Em meados dos anos 90, numa reunião fechada no Ministério do Meio Ambiente, autoridades, acadêmicos e ativistas discutiam um plano de ação chamado Agenda 21. Seria, supostamente, a bula do desenvolvimento sustentável brasileiro no novo século. Burocratas do ministério e representantes de ONGs queriam tratar de tudo, das usinas nucleares de Angra ao combate à dengue.

Entre quase duas dezenas de cabeças, apareceu uma só voz sensata para dizer que um plano que pretendesse tratar de tudo acabaria tratando de nada. Era um coronel do Exército, que propunha que o plano continuasse sendo múltiplo, mas tivesse três grandes prioridades – onde se concentrariam inicialmente os esforços e o dinheiro. Isso permitiria fixar um cronograma concreto de resultados.

Uma das prioridades propostas pelo coronel era o projeto do zoneamento econômico-ecológico de toda a Amazônia, um passo crucial para o desenvolvimento sustentável brasileiro. Os militares tinham as grandes linhas do plano, só precisavam da autorização governamental e do dinheiro.

Evidentemente, nada aconteceu. A Agenda 21 continuou sendo uma megalomania delirante, sem qualquer efeito prático. E o coronel, único participante da reunião com um mínimo de foco, ficou falando com as paredes. Afinal de contas, era um milico.

O preconceito com as Forças Armadas no Brasil, mais de vinte anos depois do fim da ditadura militar, se aproxima do ridículo. O episódio da greve dos controladores de vôo mostrou com clareza a quantas anda essa paranóia. De repente, a grande solução contra o apagão aéreo passou a ser a desmilitarização do controle do tráfego de aviões.

É impressionante como se forma subitamente uma quase unanimidade com base em nada. Desmilitarizar por quê? Para que?

Os argumentos salariais são pífios, os corporativos mais ainda. É tudo um grande pretexto para desenterrar mais uma vez o fetiche da resistência democrática. A escolha de Waldir Pires, um homem a quem o Brasil deve muito, para ministro da Defesa já era um ato impregnado de coreografia panfletária. Um governo de esquerda dizendo ao povo que o perseguido pelos milicos ia agora mandar nos milicos. Mais caricatural só em história em quadrinhos.

É claro que ia dar errado. A história política de Pires é peitar os militares. Ele não sabe interpretar outro personagem. E Lula já sabe que as coisas boas de seu governo não são visíveis. Sua criptonita é o mito do pobre de esquerda. E tome reciclagem de símbolos, e tome fetiche.

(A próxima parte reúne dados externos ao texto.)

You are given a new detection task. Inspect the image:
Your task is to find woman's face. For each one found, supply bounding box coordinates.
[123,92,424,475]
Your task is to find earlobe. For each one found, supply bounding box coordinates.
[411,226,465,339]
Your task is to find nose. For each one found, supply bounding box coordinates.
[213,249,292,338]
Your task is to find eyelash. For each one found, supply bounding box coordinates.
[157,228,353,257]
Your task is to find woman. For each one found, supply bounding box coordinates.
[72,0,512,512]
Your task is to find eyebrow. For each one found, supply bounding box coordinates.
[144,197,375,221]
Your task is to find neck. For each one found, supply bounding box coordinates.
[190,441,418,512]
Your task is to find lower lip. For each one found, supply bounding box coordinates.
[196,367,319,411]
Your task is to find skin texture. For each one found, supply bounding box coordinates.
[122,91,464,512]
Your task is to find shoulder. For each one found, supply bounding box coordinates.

Assim como era evidente que as Forças Armadas seriam um excelente agente para o zoneamento da Amazônia, não há por que acreditar que os militares são o problema do Cindacta. A Aeronáutica, assim como o Exército e a Marinha, é uma instituição fundada na busca da excelência técnica e na disciplina. Numa atividade onde não pode haver falha, como o controle do espaço aéreo, a rigidez de conduta dos códigos militares é um trunfo.

É curioso que num governo onde o serviço público passou por forte loteamento político, com órgãos cruciais como as agências reguladoras sendo entregues a afilhados partidários, possa prosperar essa idéia de entregar o controle aéreo a civis.

Quem serão esses bravos civis que devolverão segurança e ordem aos vôos no Brasil? Os civis do Jader Barbalho, do Berzoini, do Maluf ou do Collor?

As Forças Armadas não podem ficar reduzidas a bucha de populismo esquerdista. Ou a ficção científica para essas forças-tarefa de mentira, quando os governantes querem espalhar soldadinhos para brincar de segurança pública.

Exército, Marinha e Aeronáutica são patrimônios brasileiros, especialmente valiosos nesse território continental, hostil e quase ingovernável. Se a opção for mesmo deixá-los à míngua, em nome de bravatas desmilitarizantes, depois não se poderá estranhar que sua vocação principal passe a ser o desvio de armamento para o crime organizado.

Com a licença dos heróis da resistência à ditadura, esse plano de desmilitarização é, hoje, o que há de mais reacionário.